C'est pourquoi le gouvernement fédéral a créé un groupe d'experts pour analyser la salubrité de l'eau potable dans les collectivités autochtones et suggérer une réglementation. Le groupe d'experts est dirigé par Harry Swain, de l'Institut canadien d'études climatologiques, qui a présidé un comité de recherche pour l'enquête de Walkerton. Le comité Swain était de passage à Québec hier.

Dans son témoignage, le chef innu Ghislain Picard a expliqué que la question de fond demeurait la prise de contrôle des communautés autochtones sur la gestion de leur eau potable. «Il faudrait regarder à moyen terme la possibilité que les communautés autochtones exercent un plus grand contrôle sur la gestion de l'eau potable», a-t-il dit.

Ces communautés devraient pouvoir élaborer leur propre règlement en matière d'eau potable, pour autant qu'il s'harmonise aux standards québécois.

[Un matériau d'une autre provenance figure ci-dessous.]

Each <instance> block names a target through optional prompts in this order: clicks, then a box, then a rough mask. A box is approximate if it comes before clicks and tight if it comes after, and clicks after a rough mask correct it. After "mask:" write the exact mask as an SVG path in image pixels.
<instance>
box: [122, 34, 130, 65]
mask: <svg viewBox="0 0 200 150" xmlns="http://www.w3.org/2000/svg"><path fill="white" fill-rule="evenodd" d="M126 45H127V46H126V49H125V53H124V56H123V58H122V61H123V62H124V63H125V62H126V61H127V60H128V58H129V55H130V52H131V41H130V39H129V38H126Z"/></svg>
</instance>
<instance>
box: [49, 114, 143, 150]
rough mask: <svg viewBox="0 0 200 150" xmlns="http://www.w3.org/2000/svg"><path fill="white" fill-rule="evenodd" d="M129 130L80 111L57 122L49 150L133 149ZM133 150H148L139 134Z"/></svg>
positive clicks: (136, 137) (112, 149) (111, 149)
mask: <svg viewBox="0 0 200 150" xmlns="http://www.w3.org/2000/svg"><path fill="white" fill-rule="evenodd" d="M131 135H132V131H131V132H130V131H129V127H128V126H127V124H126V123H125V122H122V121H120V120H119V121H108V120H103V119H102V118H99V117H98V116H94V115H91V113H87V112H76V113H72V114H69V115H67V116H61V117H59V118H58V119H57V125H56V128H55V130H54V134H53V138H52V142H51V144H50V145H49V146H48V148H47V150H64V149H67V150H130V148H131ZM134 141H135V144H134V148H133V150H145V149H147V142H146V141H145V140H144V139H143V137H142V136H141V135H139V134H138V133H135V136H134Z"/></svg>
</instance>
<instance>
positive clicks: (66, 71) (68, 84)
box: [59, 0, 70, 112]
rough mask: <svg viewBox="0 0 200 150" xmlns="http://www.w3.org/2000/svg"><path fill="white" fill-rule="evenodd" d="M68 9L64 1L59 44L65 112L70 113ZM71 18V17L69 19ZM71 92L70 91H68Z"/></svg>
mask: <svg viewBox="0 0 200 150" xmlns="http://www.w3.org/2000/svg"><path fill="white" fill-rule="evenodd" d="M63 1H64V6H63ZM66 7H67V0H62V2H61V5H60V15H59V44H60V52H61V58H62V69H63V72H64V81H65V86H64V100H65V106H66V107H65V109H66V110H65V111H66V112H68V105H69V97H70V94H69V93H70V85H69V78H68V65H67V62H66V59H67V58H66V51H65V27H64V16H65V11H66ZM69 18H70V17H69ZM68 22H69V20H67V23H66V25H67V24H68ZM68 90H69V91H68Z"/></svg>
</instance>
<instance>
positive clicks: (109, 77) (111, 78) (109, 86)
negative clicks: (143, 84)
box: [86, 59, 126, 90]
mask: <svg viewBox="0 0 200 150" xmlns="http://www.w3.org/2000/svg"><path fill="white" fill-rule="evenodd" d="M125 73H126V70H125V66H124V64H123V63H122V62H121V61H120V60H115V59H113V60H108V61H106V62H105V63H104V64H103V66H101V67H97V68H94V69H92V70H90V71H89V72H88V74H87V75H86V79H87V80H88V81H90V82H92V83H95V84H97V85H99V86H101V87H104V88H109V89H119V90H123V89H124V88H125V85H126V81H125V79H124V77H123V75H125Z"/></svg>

Le but final est de s'assurer que les peuples autochtones jouissent de services équivalents à ceux de l'ensemble des Québécois en matière d'accès à une eau potable de qualité. «Le gouvernement fédéral dit que sa responsabilité est limitée, mais il est inacceptable qu'au Canada des communautés n'aient pas le service minimal en matière d'eau potable», a conclu M. Picard.